Climate researchers point to lessons learned from the carbon offset market as a harbinger of what could happen with carbon removal if care is not taken to put guardrails around a free market for all. Forest carbon offset programs in places like Indonesia, Peru and the Central African Republic have displaced local communities from lands “that they have used for generations for their subsistence, livelihood and cultural reasons”, Gifford said. These communities also tend to be already the most affected by climate change, while contributing the least to it. There is even compelling evidence that some of these forest conservation offset projects are doing more harm than good.

Although young, the field of carbon removal is already beginning to see shadows of the same problems. Land-based forest restoration often takes place on rich and high-demand agricultural lands in the Global South. A study found that land-intensive CDR could lead to a fivefold increase in food prices, which would be extremely devastating for local communities.

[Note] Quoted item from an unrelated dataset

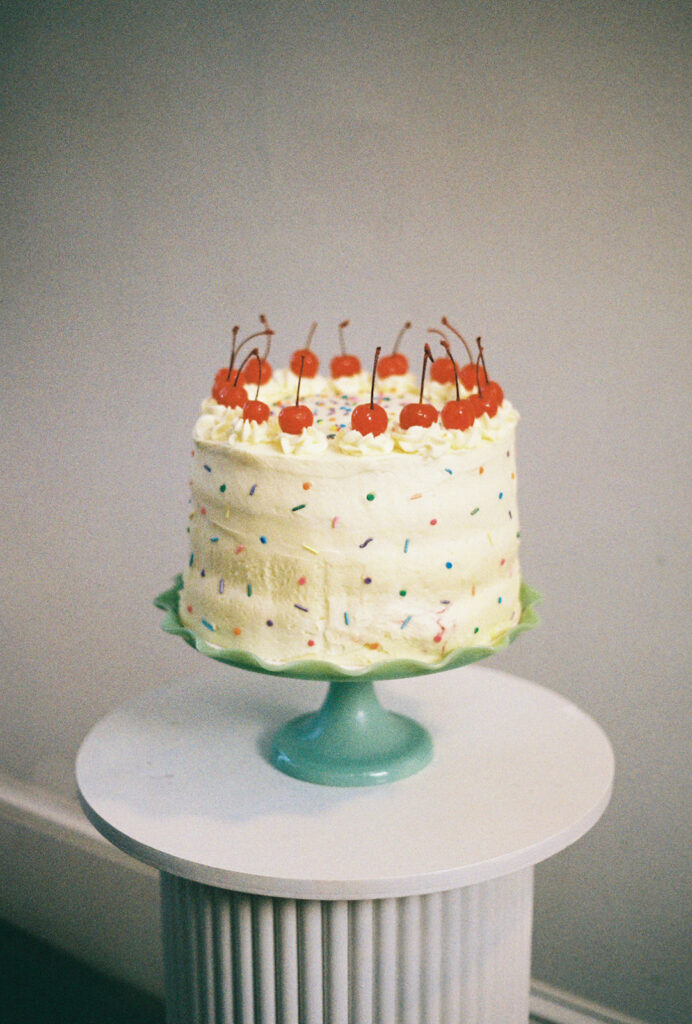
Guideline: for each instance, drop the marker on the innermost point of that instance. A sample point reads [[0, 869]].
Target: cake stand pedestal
[[286, 902]]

In any carbon removal project, it is essential that frontline communities are consulted and included. That means both people living near project sites as well as workers making the move, said Andrew Bergman, who holds a Ph.D. student in applied physics at Harvard studying CDR and collective governance of infrastructures. Groups such as local fishing communities could be significantly impacted by ocean-based CDR projects, for example, and deserve a say in how they are implemented, if at all.

“You can’t put carbon removal projects ahead of people’s well-being.”

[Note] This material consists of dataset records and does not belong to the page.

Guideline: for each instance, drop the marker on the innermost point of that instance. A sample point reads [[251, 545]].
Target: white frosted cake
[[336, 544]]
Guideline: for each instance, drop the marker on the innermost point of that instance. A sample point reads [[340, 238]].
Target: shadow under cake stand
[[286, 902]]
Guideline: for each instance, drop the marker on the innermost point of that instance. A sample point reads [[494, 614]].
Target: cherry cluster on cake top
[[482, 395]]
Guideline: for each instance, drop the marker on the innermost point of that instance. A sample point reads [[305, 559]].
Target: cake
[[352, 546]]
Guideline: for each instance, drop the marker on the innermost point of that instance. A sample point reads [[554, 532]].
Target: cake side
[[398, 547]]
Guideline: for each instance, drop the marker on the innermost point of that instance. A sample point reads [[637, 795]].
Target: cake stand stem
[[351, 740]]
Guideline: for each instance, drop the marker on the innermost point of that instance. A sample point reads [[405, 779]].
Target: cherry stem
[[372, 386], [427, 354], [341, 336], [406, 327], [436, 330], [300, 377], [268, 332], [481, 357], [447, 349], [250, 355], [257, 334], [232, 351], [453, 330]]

He recommended that companies include in their codes of conduct an allowance for community and worker seats on their boards. These communities are then able to ask questions about where carbon is stored and what effects it may have on ecosystems or the built environment.

According to Bergman, “like so many technocratic interventions,” carbon removal has become an end in itself, as opposed to a means to an end. “You can’t put carbon removal projects ahead of people’s well-being,” he said.

Beyond the impact on the community, the other risk of removing carbon is that its existence allows companies, including the fossil fuel companies that support these projects, to continue polluting the atmosphere.

This means that the most critical part of a good carbon removal framework is recognizing that work must be accompanied by a good faith effort to reduce emissions so that there is less carbon to remove from the atmosphere first.